Part of that reliability is the viewer’s expectation that the row of hosts will not unilaterally change overnight. If there is such a thing as Sunday night family viewing anymore, the ratings indicate that the CBS newsmagazine is still a mainstay in many households’ end-of-weekend rituals, making its hosts akin to trustworthy elders visiting for dinner.
And within its solid stable of correspondents is a balance of career experience and relative youth, a group that includes Sharyn Alfonsi and Anderson Cooper, L. Jon Wertheim and O’Donnell.
Until recently that list also included Oprah Winfrey. But she left, explaining to the Hollywood Reporter that the newsmagazine was “not the best format for me.”
“How should I say this?” she told THR. “Never a good thing when I have to practice saying my name and have to be told that I have too much emotion in my name… I was working on pulling myself down and flattening out my personality — which, for me, is actually not such a good thing.”
Makes sense; one institution isn’t going to necessarily jibe with another. However, while “60 Minutes” frequently scores significant interviews with politicians and the biggest public figures of any season, Oprah landed "Leaving Neverland" director Dan Reed, Wade Robson and James Safechuck, all featured in her “After Neverland” special on HBO. People are still talking about it.
We should also point out that without Oprah, Whitaker is the lone person of color currently on the newsmagazine. And I don’t recall the last time, if ever, “60 Minutes” has featured a Latinx correspondent in its ranks.

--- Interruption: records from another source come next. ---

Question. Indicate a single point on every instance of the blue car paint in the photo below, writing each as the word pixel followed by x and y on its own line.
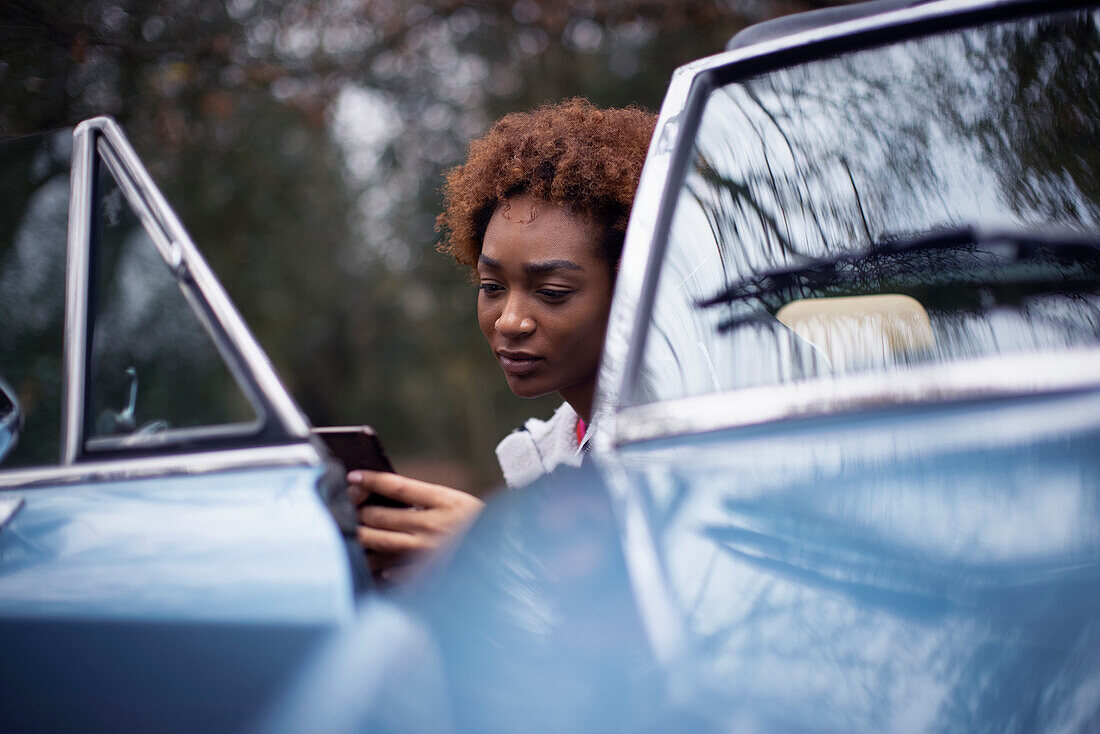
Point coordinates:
pixel 175 603
pixel 144 549
pixel 926 569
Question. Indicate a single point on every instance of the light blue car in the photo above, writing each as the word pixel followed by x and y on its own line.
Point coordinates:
pixel 168 550
pixel 846 474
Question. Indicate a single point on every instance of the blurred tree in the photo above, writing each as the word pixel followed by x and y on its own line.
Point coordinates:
pixel 303 141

In addition to these concerns, the next season of “60 Minutes” comes to us at a time that the news nonfiction field in general is getting stronger and gaining more of a hold among younger audiences. CBS’s grandfather of news magazines isn’t going anywhere, but it is facing competition from the likes of Vice News and even Frontline and other outlets that hybridize online reporting with a TV presence.

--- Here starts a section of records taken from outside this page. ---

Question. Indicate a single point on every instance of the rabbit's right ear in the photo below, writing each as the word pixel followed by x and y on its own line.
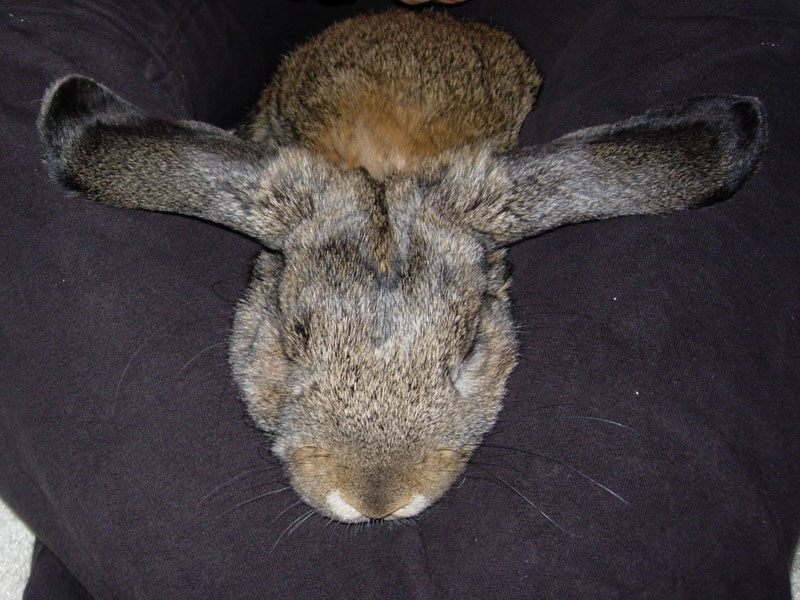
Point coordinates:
pixel 680 155
pixel 99 145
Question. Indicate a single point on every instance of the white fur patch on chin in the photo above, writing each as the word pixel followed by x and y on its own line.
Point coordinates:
pixel 342 510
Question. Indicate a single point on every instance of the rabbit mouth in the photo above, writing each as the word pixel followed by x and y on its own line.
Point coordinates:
pixel 343 511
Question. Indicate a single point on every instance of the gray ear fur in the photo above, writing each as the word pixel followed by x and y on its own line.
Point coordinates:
pixel 101 146
pixel 680 155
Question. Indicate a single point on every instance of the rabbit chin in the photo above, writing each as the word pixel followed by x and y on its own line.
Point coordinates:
pixel 341 510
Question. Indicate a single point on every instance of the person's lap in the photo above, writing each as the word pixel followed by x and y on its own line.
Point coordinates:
pixel 652 416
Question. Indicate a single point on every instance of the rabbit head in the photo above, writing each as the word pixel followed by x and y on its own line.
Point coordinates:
pixel 375 338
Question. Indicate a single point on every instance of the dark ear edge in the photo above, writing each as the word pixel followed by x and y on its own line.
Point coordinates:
pixel 101 146
pixel 70 105
pixel 683 154
pixel 736 124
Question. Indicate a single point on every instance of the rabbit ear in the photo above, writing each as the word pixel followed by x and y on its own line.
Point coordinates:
pixel 680 155
pixel 101 146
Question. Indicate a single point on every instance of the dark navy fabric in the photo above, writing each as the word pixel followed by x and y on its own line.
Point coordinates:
pixel 650 442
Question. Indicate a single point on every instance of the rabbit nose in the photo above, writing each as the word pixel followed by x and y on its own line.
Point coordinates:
pixel 345 511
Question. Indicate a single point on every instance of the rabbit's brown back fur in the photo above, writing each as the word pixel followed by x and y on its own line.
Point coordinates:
pixel 385 91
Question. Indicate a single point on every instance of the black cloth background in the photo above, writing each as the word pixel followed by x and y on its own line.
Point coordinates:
pixel 659 355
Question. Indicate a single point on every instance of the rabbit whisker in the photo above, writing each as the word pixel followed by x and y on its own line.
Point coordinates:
pixel 128 366
pixel 233 479
pixel 526 499
pixel 198 355
pixel 581 417
pixel 259 497
pixel 563 464
pixel 292 527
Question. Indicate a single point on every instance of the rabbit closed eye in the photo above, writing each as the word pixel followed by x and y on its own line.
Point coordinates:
pixel 375 338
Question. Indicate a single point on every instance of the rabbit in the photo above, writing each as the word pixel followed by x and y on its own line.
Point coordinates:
pixel 375 338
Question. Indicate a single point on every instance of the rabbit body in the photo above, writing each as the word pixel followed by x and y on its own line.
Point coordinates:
pixel 385 91
pixel 375 339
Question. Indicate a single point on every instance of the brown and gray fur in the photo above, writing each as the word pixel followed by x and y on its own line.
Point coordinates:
pixel 375 339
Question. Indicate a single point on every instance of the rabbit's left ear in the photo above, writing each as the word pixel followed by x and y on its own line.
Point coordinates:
pixel 101 146
pixel 681 155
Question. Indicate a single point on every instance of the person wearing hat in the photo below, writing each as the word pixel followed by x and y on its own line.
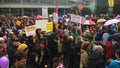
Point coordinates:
pixel 12 49
pixel 4 61
pixel 23 47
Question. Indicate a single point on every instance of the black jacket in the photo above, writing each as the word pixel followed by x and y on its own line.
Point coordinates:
pixel 46 57
pixel 31 60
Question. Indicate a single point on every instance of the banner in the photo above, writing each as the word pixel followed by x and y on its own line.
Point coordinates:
pixel 76 18
pixel 41 24
pixel 45 12
pixel 30 30
pixel 49 27
pixel 55 17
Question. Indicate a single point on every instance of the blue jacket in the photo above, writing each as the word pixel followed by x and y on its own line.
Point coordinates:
pixel 115 64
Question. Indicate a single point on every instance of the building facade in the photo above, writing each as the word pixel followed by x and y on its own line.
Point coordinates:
pixel 28 6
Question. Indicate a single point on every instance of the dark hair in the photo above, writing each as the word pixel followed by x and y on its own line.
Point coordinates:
pixel 118 53
pixel 19 55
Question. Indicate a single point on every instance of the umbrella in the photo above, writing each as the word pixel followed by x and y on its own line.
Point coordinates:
pixel 25 17
pixel 112 21
pixel 88 22
pixel 101 20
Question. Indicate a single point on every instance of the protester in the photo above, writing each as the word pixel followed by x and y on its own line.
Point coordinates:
pixel 23 47
pixel 4 61
pixel 32 60
pixel 115 63
pixel 12 49
pixel 95 58
pixel 43 54
pixel 85 50
pixel 19 60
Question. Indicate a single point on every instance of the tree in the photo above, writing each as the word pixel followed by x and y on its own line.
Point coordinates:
pixel 101 9
pixel 85 11
pixel 116 9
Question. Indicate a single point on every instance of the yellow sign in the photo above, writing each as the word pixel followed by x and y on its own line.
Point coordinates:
pixel 111 3
pixel 49 27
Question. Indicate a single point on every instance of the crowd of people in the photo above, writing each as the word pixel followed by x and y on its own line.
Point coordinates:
pixel 68 46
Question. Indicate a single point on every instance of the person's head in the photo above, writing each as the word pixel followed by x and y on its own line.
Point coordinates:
pixel 23 47
pixel 1 40
pixel 38 31
pixel 79 39
pixel 1 50
pixel 33 57
pixel 15 42
pixel 70 39
pixel 98 49
pixel 86 46
pixel 42 44
pixel 87 32
pixel 117 53
pixel 20 59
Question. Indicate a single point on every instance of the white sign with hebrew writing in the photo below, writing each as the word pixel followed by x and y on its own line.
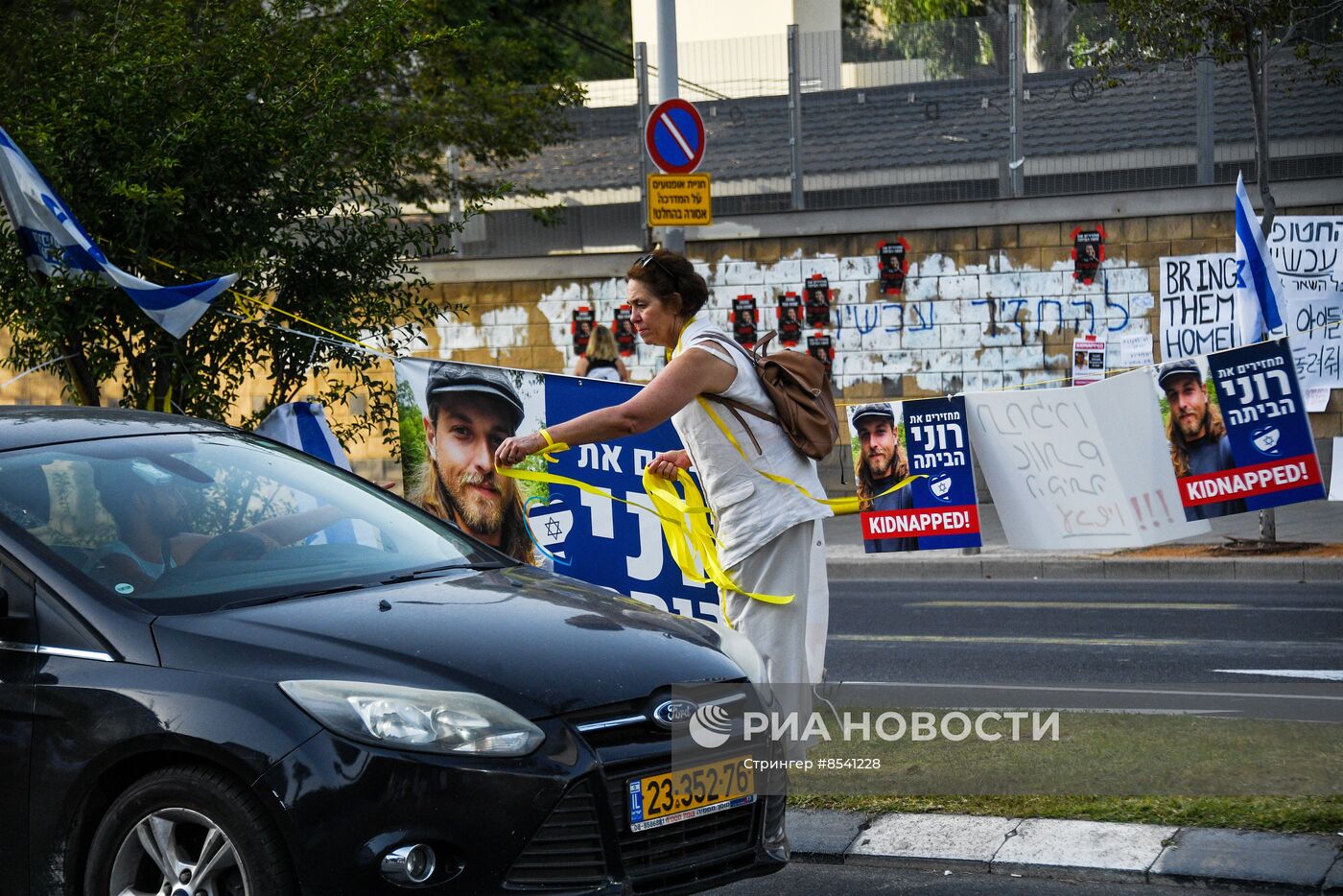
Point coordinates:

Before you scoff at that notion, consider that in 2018 “60 Minutes” won the same number of News & Documentary Emmy Awards as “Vice News Tonight” did (four). Sure, the former is a weekly telecast that features deeper dives into issues and the latter is a nightly newscast on HBO.
However, between “Independent Lens,” “Frontline,” “POV,” Ken Burns’ epic documentary series “The Vietnam War,” and “The Farthest: Voyage in Space,” PBS earned the most awards, beating CBS (and HBO and CNN). Obviously “60 Minutes” has a broader reach each week than any of these series, but the industry acknowledges that they’re doing award-winning work.
So while CBS News can be content in knowing that its network competition such as NBC’s “Dateline” and ABC’s “20/20” are not truly competition at all, at least in the area of hard-hitting journalism, and while it’s still very much on top, now is a perfect time to diversify and look toward the future.
The best description of what makes “60 Minutes” work comes not from Fager, but the late Bradley, who once opined to Larry King in 2003, “I just think that we tell a story better than anyone else does.” Sixteen years later, some of the competition has learned. The storytelling across the board is getting better, and there’s more of it. “60 Minutes” isn’t going anywhere, but it’ll be interesting to see who CBS News will elevate to reflect where we’re going and walk the series into the future.